Forbes Chair of Organic Chemistry, Professor Guy Lloyd-Jones, discusses his collaboration with TgK Scientific and how Edinburgh Innovations guided his project from the very beginning, helping him understand IP and patenting requirements.

Professor Guy Lloyd-Jones




Professor Guy Lloyd-Jones, School of Chemistry:

My name is Guy Lloyd-Jones. I'm an organic chemist here at the University of Edinburgh. My special area of interest is reaction mechanism.

The best technique for organic chemistry, for studying reactions and reactions medius, is Nuclear Magnetic Resonance, NMR. The initial aim was to generate an instrument, a new stopped-flow instrument, that we could use to look at reaction mechanisms.

I had no previous experience with stopped-flow. TgK Scientific had no previous experience with NMR. We began discussions. So, what we’ve developed is a probe and the reaction, instead of being assembled outside the instrument and placed in, all the reactants are held at a controlled temperature environment in this region and are mixed rapidly and then squirted into the tube here.

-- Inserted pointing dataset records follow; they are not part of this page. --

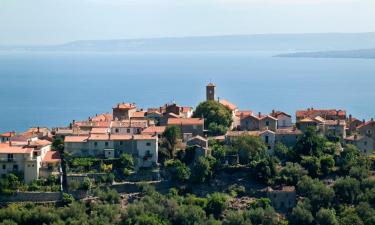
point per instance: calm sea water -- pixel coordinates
(51, 89)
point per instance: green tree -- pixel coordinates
(301, 214)
(310, 144)
(319, 194)
(178, 170)
(291, 174)
(216, 203)
(312, 165)
(350, 217)
(58, 145)
(327, 163)
(265, 170)
(282, 152)
(366, 213)
(249, 148)
(235, 218)
(326, 217)
(171, 135)
(347, 190)
(202, 170)
(217, 117)
(127, 161)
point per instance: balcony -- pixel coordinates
(7, 160)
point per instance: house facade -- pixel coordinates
(144, 148)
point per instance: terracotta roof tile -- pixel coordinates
(125, 106)
(52, 157)
(185, 121)
(154, 129)
(228, 104)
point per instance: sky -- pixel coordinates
(41, 22)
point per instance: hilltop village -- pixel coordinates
(257, 159)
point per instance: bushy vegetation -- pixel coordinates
(217, 117)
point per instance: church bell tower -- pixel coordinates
(210, 92)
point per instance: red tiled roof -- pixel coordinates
(154, 129)
(243, 114)
(278, 113)
(7, 149)
(139, 114)
(370, 122)
(125, 106)
(99, 130)
(288, 131)
(76, 138)
(52, 157)
(102, 117)
(40, 143)
(186, 109)
(228, 104)
(320, 112)
(7, 134)
(185, 121)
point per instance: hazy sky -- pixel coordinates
(59, 21)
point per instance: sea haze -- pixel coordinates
(51, 89)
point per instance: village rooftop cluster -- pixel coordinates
(137, 132)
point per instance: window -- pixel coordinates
(10, 156)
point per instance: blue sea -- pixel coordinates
(51, 89)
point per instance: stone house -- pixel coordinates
(259, 122)
(124, 111)
(367, 129)
(364, 143)
(267, 136)
(5, 137)
(288, 137)
(352, 123)
(33, 159)
(193, 126)
(144, 148)
(198, 141)
(284, 120)
(327, 114)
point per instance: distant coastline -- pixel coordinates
(256, 42)
(360, 54)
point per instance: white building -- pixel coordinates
(144, 148)
(33, 160)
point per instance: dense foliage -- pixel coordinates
(217, 117)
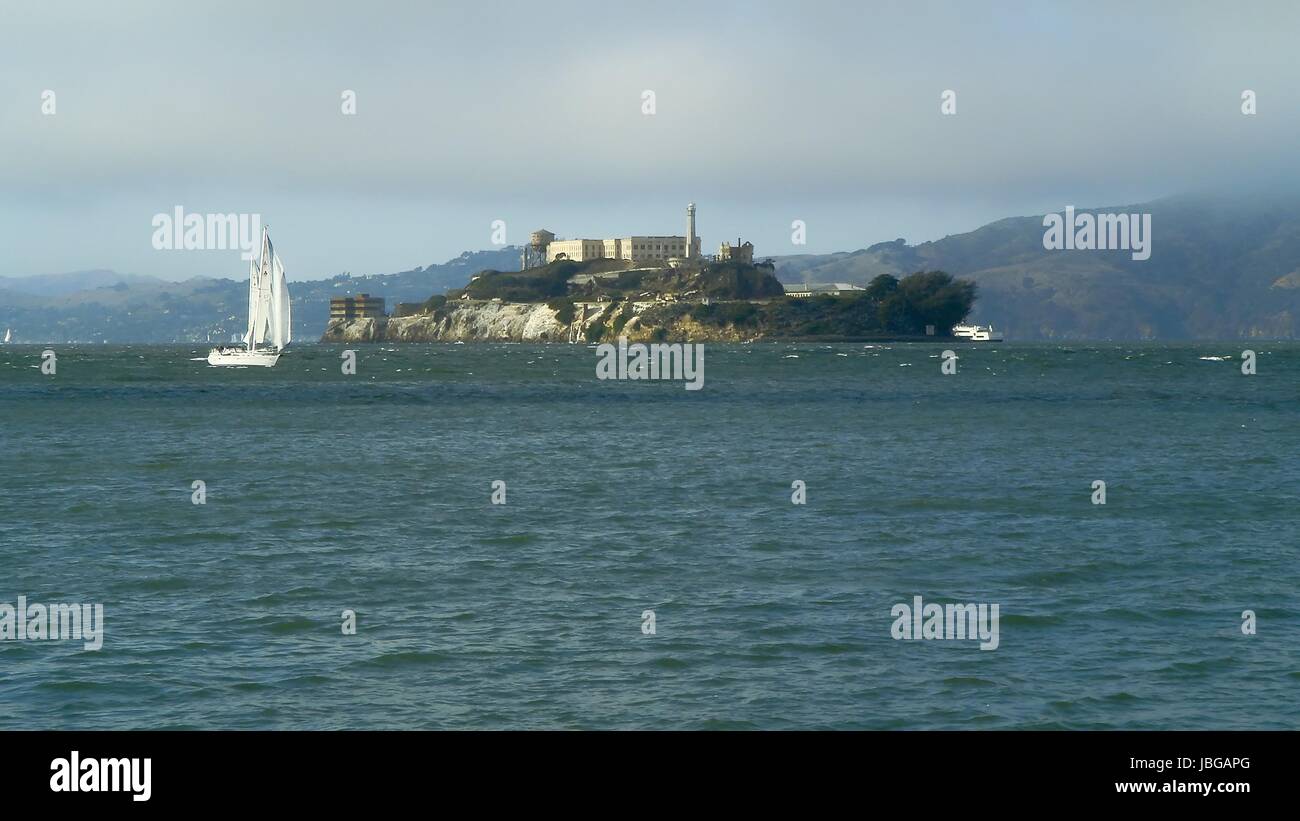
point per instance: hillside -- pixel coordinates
(1221, 268)
(103, 305)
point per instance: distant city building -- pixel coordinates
(835, 289)
(635, 248)
(360, 307)
(739, 252)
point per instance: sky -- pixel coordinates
(533, 114)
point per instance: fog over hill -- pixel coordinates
(1220, 268)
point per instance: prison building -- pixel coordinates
(360, 307)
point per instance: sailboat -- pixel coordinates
(268, 315)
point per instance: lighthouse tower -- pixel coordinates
(690, 230)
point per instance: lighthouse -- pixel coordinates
(690, 230)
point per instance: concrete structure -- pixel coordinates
(692, 244)
(534, 252)
(359, 307)
(655, 250)
(835, 289)
(739, 252)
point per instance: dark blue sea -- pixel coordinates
(372, 492)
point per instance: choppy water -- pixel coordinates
(372, 492)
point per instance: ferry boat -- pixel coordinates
(978, 333)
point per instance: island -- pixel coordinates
(720, 300)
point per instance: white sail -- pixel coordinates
(268, 313)
(252, 303)
(281, 312)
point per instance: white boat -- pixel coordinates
(268, 315)
(978, 333)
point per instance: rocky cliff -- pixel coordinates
(494, 321)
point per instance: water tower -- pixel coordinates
(534, 253)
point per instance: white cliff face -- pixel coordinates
(469, 322)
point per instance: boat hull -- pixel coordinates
(234, 357)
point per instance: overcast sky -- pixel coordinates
(466, 113)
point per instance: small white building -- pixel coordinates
(833, 289)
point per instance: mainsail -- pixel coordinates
(268, 300)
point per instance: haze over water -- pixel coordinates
(372, 492)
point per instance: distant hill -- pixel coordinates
(1221, 268)
(103, 305)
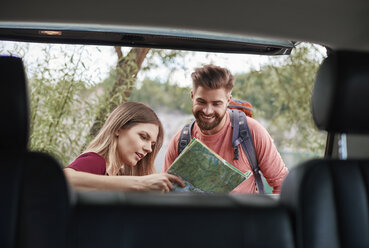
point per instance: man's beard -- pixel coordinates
(203, 125)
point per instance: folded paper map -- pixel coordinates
(202, 170)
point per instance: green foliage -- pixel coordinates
(281, 92)
(61, 106)
(157, 94)
(61, 112)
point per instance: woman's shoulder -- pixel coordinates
(90, 162)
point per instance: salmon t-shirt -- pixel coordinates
(270, 161)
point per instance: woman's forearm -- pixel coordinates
(87, 181)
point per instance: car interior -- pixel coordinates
(323, 202)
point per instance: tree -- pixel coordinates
(281, 92)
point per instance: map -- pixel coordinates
(202, 170)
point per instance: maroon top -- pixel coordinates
(89, 162)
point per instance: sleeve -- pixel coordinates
(270, 161)
(91, 163)
(172, 152)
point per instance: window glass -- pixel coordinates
(73, 88)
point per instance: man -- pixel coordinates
(211, 94)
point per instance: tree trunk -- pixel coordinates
(127, 69)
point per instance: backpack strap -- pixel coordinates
(241, 135)
(185, 137)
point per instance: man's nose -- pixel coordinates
(208, 110)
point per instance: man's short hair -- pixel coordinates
(213, 77)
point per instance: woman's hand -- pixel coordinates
(160, 182)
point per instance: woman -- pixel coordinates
(124, 149)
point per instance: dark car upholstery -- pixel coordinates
(329, 197)
(178, 220)
(35, 205)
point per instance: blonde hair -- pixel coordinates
(105, 143)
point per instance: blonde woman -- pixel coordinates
(124, 150)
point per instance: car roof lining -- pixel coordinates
(143, 37)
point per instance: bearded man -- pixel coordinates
(211, 94)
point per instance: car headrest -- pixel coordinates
(340, 101)
(14, 124)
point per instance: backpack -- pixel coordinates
(241, 135)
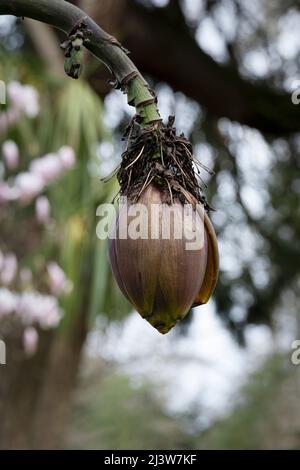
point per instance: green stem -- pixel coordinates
(63, 15)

So within about a tenth of a second, we can start measuring the reaction. For a fast reaction that’s pivotal in terms of watching things appear and disappear; information you'd never get with a conventional technique.

Through discussions with colleagues in other universities and Industry, it became obvious that this new technique – which we were just getting going at the time – would be very, very useful and there would be a demand for it as a product.  

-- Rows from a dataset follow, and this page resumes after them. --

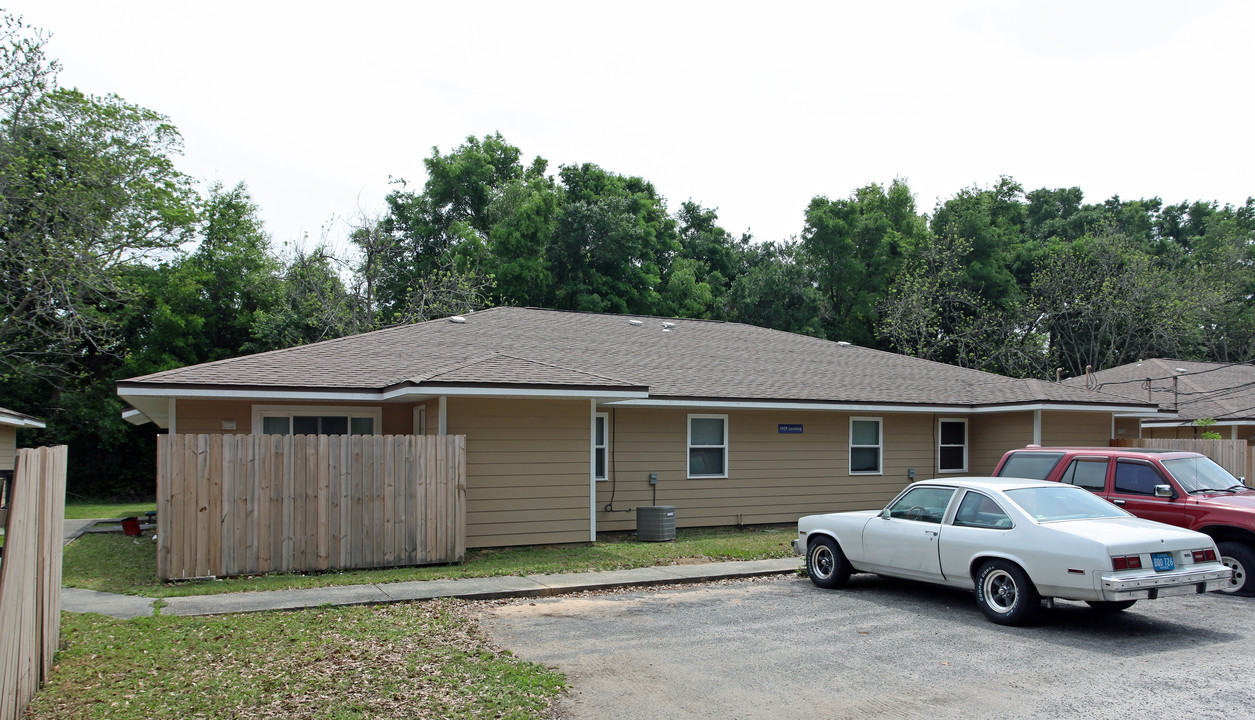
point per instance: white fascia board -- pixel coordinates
(515, 393)
(372, 395)
(136, 417)
(861, 408)
(1190, 424)
(188, 393)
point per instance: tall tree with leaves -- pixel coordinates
(87, 186)
(611, 240)
(855, 247)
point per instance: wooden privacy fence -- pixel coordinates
(1234, 455)
(242, 504)
(30, 577)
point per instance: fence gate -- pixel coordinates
(242, 504)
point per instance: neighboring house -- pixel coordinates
(1185, 393)
(567, 415)
(9, 424)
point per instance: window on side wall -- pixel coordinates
(708, 445)
(953, 445)
(599, 447)
(309, 420)
(866, 447)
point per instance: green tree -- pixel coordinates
(611, 240)
(855, 248)
(776, 290)
(87, 186)
(1107, 301)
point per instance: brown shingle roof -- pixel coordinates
(692, 359)
(18, 419)
(1220, 390)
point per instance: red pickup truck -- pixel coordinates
(1172, 487)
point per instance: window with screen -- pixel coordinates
(865, 445)
(708, 445)
(953, 445)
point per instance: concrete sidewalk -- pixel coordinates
(75, 600)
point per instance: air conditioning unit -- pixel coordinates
(655, 523)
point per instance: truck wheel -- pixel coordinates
(1239, 558)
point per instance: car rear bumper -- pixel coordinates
(1150, 586)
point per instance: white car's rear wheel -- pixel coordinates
(826, 563)
(1005, 593)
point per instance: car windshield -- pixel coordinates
(1063, 503)
(1200, 474)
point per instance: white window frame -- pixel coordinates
(965, 443)
(260, 412)
(879, 445)
(604, 447)
(689, 447)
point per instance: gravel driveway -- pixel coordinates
(779, 647)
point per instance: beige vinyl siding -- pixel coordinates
(527, 469)
(993, 434)
(8, 447)
(772, 477)
(206, 415)
(1076, 429)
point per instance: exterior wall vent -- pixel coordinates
(655, 523)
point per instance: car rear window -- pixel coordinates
(1029, 465)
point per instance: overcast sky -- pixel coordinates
(752, 108)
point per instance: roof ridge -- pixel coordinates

EI [Edinburgh Innovations] were instrumental in guiding us down that first path of what IP we could protect, the technical drawings, and whether we should patent or not. It was the Technology Transfer team that were instrumental, and I have great admiration for them for that.

So, I think a very important part of the overall process was the fact that the Business Development Executive was based, embedded, within the Chemistry department and so we’d already built up a relationship informally, day-to-day. Through our discussions about what was going on in my lab, it became clear that the device we developed with TgK, for this rapid assembly of reactions, could be a really important commercial product for both TgK and the University.

And what the IAA funding allowed us to do was take a postdoc off an existing project, excise them for six months with funding for their time, and the consumables required for the project and that bootstrapped the whole process and got us to market.


Ted King, TgK Scientific Ltd:

Our collaboration involved introducing a rapid mixing system into an NMR spectrometer and the funding enabled us to be very focused in bringing forward the development and that was successful. We were able to produce a commercially viable product. This has positive results for us as a business selling the product and it has positive results for science because it’s going to enable in-situ monitoring of fast reactions in NMR.


Professor Guy Lloyd-Jones, School of Chemistry:

Working with Industry allows me to quite often see that there are fundamental problems that apply directly to the processes that Industry are using, that they don’t have the time or expertise to solve. I’ve been able to apply fundamental research in an academic setting to help solve some of those problems with Industry.